📖 Project Story — DevVoice

💡 Inspiration

I'm someone who talks to their home. Lights, plugs, music — I want it all controlled by voice, naturally, the way I actually speak.

The problem? Every mainstream voice assistant — Alexa, Google Home, Siri — is built for one language, one accent, one culture. When I say "plug band karo" (turn off the plug, in Hindi), they stare blankly. When I switch mid-sentence between Hindi and English the way most Indians do daily, they give up entirely.

I also didn't want a giant cloud box listening to everything in my home, phoning data back to a corporation. I wanted something mine — running on my own machine, talking to my own devices, in my own words.

That's what sparked Dev — a personal voice assistant that understands how I speak, not how Silicon Valley thinks I should.

🏗️ How I Built It

The Pipeline

Every voice command travels through a carefully orchestrated pipeline:

Microphone → VAD → STT → Wake Detection → LLM Intent → Action → TTS → Speaker

Each stage was built and integrated independently:

1. 🎤 Voice Activity Detection (VAD)

I used WebRTC VAD — the same algorithm powering Google Meet — to detect when the user is actually speaking. It classifies short audio frames as speech or silence using energy thresholds and spectral analysis.

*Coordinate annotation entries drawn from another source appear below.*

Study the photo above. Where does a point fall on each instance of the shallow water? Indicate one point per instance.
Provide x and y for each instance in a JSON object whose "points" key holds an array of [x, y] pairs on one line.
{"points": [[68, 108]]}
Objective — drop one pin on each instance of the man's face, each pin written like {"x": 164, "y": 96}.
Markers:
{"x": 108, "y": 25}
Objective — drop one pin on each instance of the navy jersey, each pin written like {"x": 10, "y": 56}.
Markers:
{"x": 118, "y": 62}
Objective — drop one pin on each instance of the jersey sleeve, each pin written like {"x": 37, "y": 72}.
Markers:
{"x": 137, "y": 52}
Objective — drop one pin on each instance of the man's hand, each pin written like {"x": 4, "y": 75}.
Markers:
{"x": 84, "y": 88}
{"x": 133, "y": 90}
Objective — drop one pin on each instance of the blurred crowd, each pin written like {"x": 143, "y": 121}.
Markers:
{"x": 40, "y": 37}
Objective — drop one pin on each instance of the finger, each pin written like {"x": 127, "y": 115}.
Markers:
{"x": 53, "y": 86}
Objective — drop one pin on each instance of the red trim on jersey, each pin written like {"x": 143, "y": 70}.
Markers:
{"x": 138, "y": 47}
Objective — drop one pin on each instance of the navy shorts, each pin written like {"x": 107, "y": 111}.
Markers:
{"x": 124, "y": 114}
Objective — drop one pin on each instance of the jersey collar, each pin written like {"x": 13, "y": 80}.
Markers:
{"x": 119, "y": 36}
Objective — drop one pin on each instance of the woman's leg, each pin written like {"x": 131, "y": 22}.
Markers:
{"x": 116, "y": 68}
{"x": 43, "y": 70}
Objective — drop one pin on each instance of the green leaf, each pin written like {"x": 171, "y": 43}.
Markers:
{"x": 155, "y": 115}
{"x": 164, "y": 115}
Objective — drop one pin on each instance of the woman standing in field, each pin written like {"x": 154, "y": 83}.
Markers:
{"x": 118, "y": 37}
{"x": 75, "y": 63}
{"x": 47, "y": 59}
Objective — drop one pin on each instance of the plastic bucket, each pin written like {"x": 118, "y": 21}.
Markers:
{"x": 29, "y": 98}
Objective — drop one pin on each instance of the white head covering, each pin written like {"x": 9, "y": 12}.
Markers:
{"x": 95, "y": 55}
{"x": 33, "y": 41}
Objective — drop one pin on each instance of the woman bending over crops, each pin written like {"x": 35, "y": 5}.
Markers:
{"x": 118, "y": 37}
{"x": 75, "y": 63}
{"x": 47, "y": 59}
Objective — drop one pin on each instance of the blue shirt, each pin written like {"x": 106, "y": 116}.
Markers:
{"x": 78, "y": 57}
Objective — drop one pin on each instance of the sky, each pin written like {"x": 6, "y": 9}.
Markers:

The energy-based silence gate:

$$E = \frac{1}{N} \sum_{i=1}^{N} x_i^2$$

where $x_i$ are audio samples and $N$ is the frame size (typically 480 samples at 16kHz). Frames with $E$ below a tuned threshold are discarded before sending to the STT API — saving both latency and API costs.

2. 🗣️ Speech-to-Text — Sarvam AI

I chose Sarvam AI's saarika:v2.5 model specifically because it's trained on Indian languages and accents. It handles Hindi, transliterated Hindi (Hinglish), and Indian-accented English far better than generic STT APIs.

3. 🔍 Wake Word Detection

A lightweight regex + string matching layer checks for phrases like "hi dev", "hey there", "hi there" before invoking the expensive LLM. This keeps the system efficient — the LLM only runs when the user is actually commanding Dev.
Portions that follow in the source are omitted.